Re: index prefetching

From: Tomas Vondra <tomas(dot)vondra(at)enterprisedb(dot)com>
To: Andres Freund <andres(at)anarazel(dot)de>
Cc: PostgreSQL Hackers <pgsql-hackers(at)lists(dot)postgresql(dot)org>, Georgios <gkokolatos(at)protonmail(dot)com>
Subject: Re: index prefetching
Date: 2023-12-09 18:08:20
Message-ID: cd63c8bc-3d3c-00ab-f7eb-fa55969c3234@enterprisedb.com
Views: Raw Message | Whole Thread | Download mbox | Resend email
Thread:
Lists: pgsql-hackers

Hi,

Here's a simplified version of the patch series, with two important
changes from the last version shared on 2023/11/24.

Firstly, it abandons the idea to use preadv2() to check page cache. This
initially seemed like a great way to check if prefetching is needed, but
in practice it seems so expensive it's not really beneficial (especially
in the "cached" case, which is where it matters most).

Note: There's one more reason to not want rely on preadv2() that I
forgot to mention - it's a Linux-specific thing. I wouldn't mind using
it to improve already acceptable behavior, but it doesn't seem like a
great idea if performance without would be poor.

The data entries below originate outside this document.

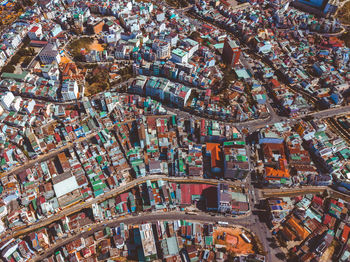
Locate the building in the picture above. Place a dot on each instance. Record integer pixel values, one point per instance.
(224, 199)
(49, 54)
(162, 49)
(70, 90)
(231, 52)
(319, 7)
(6, 100)
(179, 56)
(35, 33)
(148, 242)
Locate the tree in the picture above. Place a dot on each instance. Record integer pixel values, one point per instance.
(26, 61)
(8, 69)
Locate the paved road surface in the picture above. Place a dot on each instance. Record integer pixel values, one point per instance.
(154, 217)
(121, 189)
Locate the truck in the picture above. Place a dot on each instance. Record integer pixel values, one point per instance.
(245, 238)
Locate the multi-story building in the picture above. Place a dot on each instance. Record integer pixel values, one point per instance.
(49, 54)
(70, 90)
(231, 52)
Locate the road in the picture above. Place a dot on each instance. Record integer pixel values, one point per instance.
(55, 152)
(121, 189)
(151, 218)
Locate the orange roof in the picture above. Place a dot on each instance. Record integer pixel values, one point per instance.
(214, 150)
(345, 235)
(301, 231)
(283, 172)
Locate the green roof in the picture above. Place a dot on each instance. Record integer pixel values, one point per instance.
(19, 77)
(179, 52)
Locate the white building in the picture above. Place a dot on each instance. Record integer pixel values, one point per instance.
(16, 105)
(179, 56)
(49, 54)
(70, 90)
(36, 32)
(29, 106)
(6, 100)
(162, 49)
(191, 46)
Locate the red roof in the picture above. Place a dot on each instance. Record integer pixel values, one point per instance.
(57, 137)
(34, 29)
(317, 200)
(345, 235)
(275, 83)
(187, 190)
(327, 219)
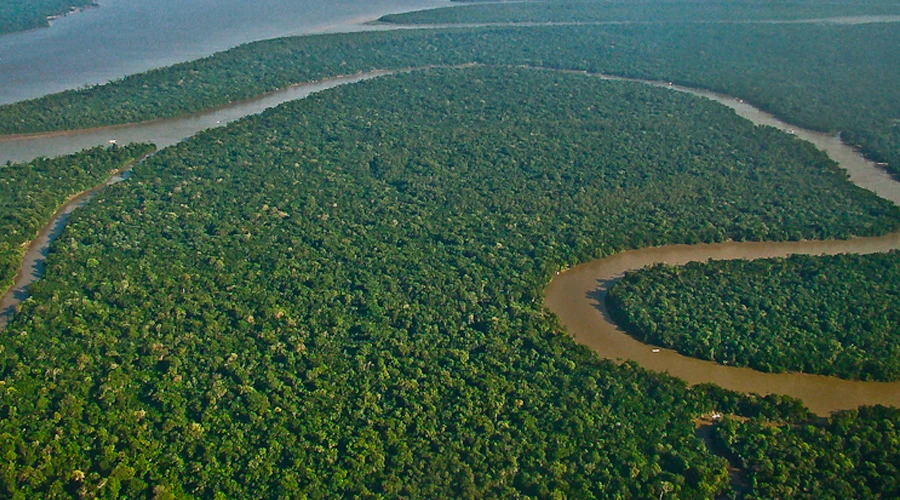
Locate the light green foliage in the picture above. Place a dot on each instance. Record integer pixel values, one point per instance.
(777, 67)
(828, 315)
(853, 454)
(31, 193)
(342, 296)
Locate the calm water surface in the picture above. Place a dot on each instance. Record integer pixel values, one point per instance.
(122, 37)
(578, 295)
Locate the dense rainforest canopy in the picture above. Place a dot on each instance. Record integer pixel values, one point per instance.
(33, 191)
(832, 315)
(852, 454)
(342, 297)
(828, 77)
(18, 15)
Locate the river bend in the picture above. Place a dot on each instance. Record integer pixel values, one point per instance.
(577, 295)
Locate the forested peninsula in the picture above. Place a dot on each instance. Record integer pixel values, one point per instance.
(33, 191)
(778, 67)
(20, 15)
(831, 315)
(342, 296)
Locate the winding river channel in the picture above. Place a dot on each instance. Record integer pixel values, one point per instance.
(577, 295)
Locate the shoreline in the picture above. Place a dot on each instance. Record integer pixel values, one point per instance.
(33, 257)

Secondly, this reworks multiple aspects of the "layering".

Until now, the prefetching info was stored in IndexScanDesc and
initialized in indexam.c in the various "beginscan" functions. That was
obviously wrong - IndexScanDesc is just a description of what the scan
should do, not a place where execution state (which the prefetch queue
is) should be stored. IndexScanState (and IndexOnlyScanState) is a more
appropriate place, so I moved it there.

This also means the various "beginscan" functions don't need any changes
(i.e. not even get prefetch_max), which is nice. Because the prefetch
state is created/initialized elsewhere.

But there's a layering problem that I don't know how to solve - I don't
see how we could make indexam.c entirely oblivious to the prefetching,
and move it entirely to the executor. Because how else would you know
what to prefetch?

With index_getnext_tid() I can imagine fetching XIDs ahead, stashing
them into a queue, and prefetching based on that. That's kinda what the
patch does, except that it does it from inside index_getnext_tid(). But
that does not work for index_getnext_slot(), because that already reads
the heap tuples.

We could say prefetching only works for index_getnext_tid(), but that
seems a bit weird because that's what regular index scans do. (There's a
patch to evaluate filters on index, which switches index scans to
index_getnext_tid(), so that'd make prefetching work too, but I'd ignore
that here. There are other index_getnext_slot() callers, and I don't
think we should accept does not work for those places seems wrong (e.g.
execIndexing/execReplication would benefit from prefetching, I think).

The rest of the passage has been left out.